Rather than hosting thousands of small, informal mining operations that strain the grid and generate minimal tax revenue, the government wants to attract formalized, large-scale data center operators who pay proper rates and contribute to the broader economy.

What this means for crypto and compute investors

Kazakhstan’s formalization push is part of a worldwide pattern. Governments that once tolerated or ignored crypto mining are now either taxing it heavily, banning it, or channeling the same energy toward AI infrastructure. For Bitcoin miners specifically, this means the list of friendly jurisdictions continues to shrink, pushing hashrate toward countries with clearer regulatory frameworks, like the US and parts of Latin America.

Kazakhstan’s $1.9B project is meaningless if the country can’t generate enough electricity to run it. The government has acknowledged this by making the project timeline contingent on resolving the deficit.
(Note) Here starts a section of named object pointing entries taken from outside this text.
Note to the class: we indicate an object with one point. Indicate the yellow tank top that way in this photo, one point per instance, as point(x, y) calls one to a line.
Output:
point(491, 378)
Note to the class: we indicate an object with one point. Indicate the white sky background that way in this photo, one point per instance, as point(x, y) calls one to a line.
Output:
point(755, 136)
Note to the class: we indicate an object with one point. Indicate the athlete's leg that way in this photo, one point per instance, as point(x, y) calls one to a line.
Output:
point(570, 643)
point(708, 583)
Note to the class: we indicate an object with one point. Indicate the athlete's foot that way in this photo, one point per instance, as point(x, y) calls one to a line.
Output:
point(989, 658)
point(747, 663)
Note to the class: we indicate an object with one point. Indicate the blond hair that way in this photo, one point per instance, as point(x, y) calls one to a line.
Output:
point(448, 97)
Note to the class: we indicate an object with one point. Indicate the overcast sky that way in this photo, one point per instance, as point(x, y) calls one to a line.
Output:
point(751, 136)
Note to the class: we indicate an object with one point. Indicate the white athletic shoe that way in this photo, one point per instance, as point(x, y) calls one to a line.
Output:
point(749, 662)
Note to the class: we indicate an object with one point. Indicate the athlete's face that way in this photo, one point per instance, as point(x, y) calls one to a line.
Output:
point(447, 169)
For investors in decentralized compute protocols like Akash, Render, or io.net, the centralization of AI compute in sovereign-backed megaprojects represents both a threat and a validation. The threat is obvious: governments and hyperscalers have deeper pockets. The validation is that compute scarcity is real enough for nations to stake billions on it, which is exactly the market condition that makes decentralized alternatives attractive to smaller buyers who can’t compete for capacity in government-backed facilities.